RNA regulation has important roles in shaping cell-specific gene expression patterns and organism development, functioning to diversify genetic output and providing multiple regulatory layers at which gene expression can be finely controlled. On one hand, alternative splicing and RNA editing largely expand the number/possibility of functions encoded by protein-coding genes, and more importantly, evolutionary changes of alternative splicing and RNA editing in transcriptome level underlie structural and regulatory differences associated with species-specific characteristics. On the other hand, the multifaceted transcriptome has become even more complex with the pervasive transcription of noncoding RNAs (ncRNAs), leading to new appreciation of transcription regulation, especially from noncoding regions. With technological improvements and the application of integrated methodologies, significant progress has been achieved in uncovering new noncoding molecules and achieving new insights into their functions. Specifically, our group is applying high throughput sequencing methods combined with genetic, biochemical, and bioinformatic strategies to focus on identifying and characterizing new isoforms of regulatory long noncoding RNAs (lncRNAs) by developing novel computational pipelines/algorithms and high throughput sequencing technologies in the whole transcriptome level.

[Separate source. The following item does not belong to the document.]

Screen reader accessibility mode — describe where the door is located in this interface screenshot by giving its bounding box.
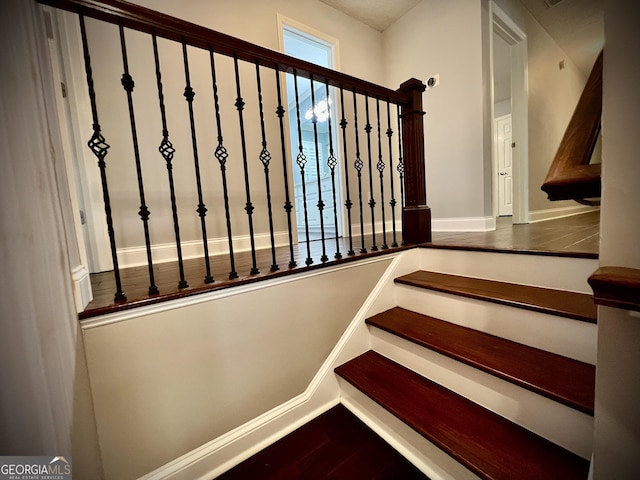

Recently, a variety of lncRNAs have been systematically revealed from different tissues and species with clear characteristics distinguishing them from coding RNAs by massive transcriptome analyses with high-throughput technologies (including tiling arrays and RNA-seq) that are of high coverage, high sensitivity, and high efficiency, representing an evolutionary leap in our methodology for lncRNA characterization. Our recent studies have identified and determined new types of poly(A)– lncRNAs, including sno-lncRNAs and circular RNAs from excised introns or back-spliced exons, and these new findings have inspired new insights into the study of lncRNAs. Despite this progress, a number of important issues remain to be illustrated for better understanding of lncRNAs. For example, what are the detailed mechanisms for poly(A)– lncRNA biogenesis? What are the landscapes of these poly(A)– lncRNA expression in specific tissues/species and what are the connections of specific expression repertoires with specific tissue/species function? In addition, what kinds of miRNAs/proteins are associated with specific structures/motifs of these poly(A)– lncRNA for their functional regulation?

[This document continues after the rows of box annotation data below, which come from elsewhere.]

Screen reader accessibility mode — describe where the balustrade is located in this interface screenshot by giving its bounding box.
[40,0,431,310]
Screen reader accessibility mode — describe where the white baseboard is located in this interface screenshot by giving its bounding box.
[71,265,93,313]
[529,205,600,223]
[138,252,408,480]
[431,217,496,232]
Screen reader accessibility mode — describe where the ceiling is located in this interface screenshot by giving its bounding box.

To address these questions, we are carrying out a series of work to focus on decoding the regulatory network of poly(A)– lncRNAs across species. First, we further improve computational algorithms for poly(A)– lncRNA identification and their function predication in different species. Second, with the application of high-throughput poly(A)– RNA sequencing and aforementioned algorithms, we are in the progress of systematically profiling various of poly(A)– lncRNAs from different species and cell lines. In addition, we plan to knock down/knock out some key enzymes that are known to involve in lncRNA biogenesis to identify more poly(A)– lncRNA across species. Moreover, we will predict and validate possible conserved/consensus motifs in poly(A)– lncRNAs across species to decipher their importance for lncRNA biogenesis during evolution. Furthermore, we plan to identify any possible protein, RNA and DNA partners that bind to specific poly(A)– lncRNAs by performing state-of-the-art binding assays, such as CHART (Capture Hybridization Analysis of RNA Targets) and ChIRP (Chromatin Isolation by RNA Purification). Finally, we have obtain human embryonic stem cells with specific poly(A)– lncRNA repression and are ready to fully address their potential functions by checking the genome-wide gene expression changes.